Je ne rendrai pas compte de tous les combats que j'eus à me livrer pour ne pas céder à la voix du bonheur et de l'espérance qui me parlaient pour Léopold; il m'en coûta, mais heureusement, comme je l'ai dit, la raison eut le dessus, et heureusement encore les singuliers hasards de ma destinée m'offraient à tout instant des distractions; je me trouvai de nouveau attachée à des intérêts que j'avais crus éteints, et auxquels, sur les libres terres de la Belgique, tous les malheurs, les persécutions, l'exil et la mort, semblaient donner une activité nouvelle. Je me préparais à faire la commission dont me chargeait la lettre de Carnot, lorsqu'à Ath je fis une rencontre qui m'intéressa singulièrement. Ath est un fort vilain bourg entre Gand et Anvers: ne voulant pas rester dans la salle de l'auberge avec une demi-douzaine de fumeurs, je me promenais dehors en attendant le départ de la voiture. À quelques pas de la porte était assis un militaire qu'au seul aspect je reconnus pour un Français, à la cravatte noire, à la redingote de route, au large pantalon bleu, à la mine d'un philosophe de bivac. Il était adossé contre un de ces gros arbres entourés d'un banc en cercle, si communs dans les villages de Hollande. Son sac était à ses pieds, et il le poussait avec un air tantôt triste, tantôt de mauvaise humeur et d'impatience.
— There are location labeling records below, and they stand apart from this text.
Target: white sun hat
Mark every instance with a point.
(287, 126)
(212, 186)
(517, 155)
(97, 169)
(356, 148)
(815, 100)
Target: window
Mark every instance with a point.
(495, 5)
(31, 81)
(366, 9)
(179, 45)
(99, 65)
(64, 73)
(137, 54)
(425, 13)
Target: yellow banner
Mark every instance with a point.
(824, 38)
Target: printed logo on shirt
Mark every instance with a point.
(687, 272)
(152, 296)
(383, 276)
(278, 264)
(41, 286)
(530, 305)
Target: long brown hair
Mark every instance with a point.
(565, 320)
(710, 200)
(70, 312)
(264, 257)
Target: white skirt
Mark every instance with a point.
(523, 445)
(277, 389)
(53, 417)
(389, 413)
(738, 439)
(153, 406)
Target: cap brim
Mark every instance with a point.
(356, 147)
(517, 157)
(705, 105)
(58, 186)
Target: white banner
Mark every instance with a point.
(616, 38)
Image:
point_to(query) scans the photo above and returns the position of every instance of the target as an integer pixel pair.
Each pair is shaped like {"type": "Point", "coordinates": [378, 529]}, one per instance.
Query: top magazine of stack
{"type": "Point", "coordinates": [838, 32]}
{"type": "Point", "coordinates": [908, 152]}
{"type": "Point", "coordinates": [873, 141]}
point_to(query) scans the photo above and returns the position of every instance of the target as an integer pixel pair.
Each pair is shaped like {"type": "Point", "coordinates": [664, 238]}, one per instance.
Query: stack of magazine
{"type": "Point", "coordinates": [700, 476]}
Aussitôt je me laissai aller au même mouvement qui me valut un si rude accueil de la part du colonel espagnol[16]. «Pardon, mon brave, dis-je au vétéran, vous me paraissez fatigué et las d'attendre ici?»
À ma voix de femme, il m'avait regardée avec surprise, puis avec un sourire bienveillant: «Une Française, cela me fait plaisir à rencontrer dans ce pays de buveurs de bière où on me disait qu'on nous aimait tant, et où je ne trouve pas seulement à me faire comprendre.»
Nous voilà, nous, installés sous une espèce de treille, et moi de faire appeler un excellent déjeûner.
«Je viens de loin, me dit le militaire; plus de paie, et me voilà lancé dans l'émigration.
«—Je ne suis pas riche, mais deux napoléons, je les ai toujours au service d'un militaire, d'un ancien camarade.
«—Vous avez servi? tenez, je voyais qu'il y avait quelque chose de ça dans votre tournure; vous êtes d'une jolie taille au moins! Là, vrai, avez-vous vu le feu? À quelles journées étiez-vous? parlons-en, cela fait oublier que me voilà vieux, pauvre, cherchant à gagner ma vie en philosophe.»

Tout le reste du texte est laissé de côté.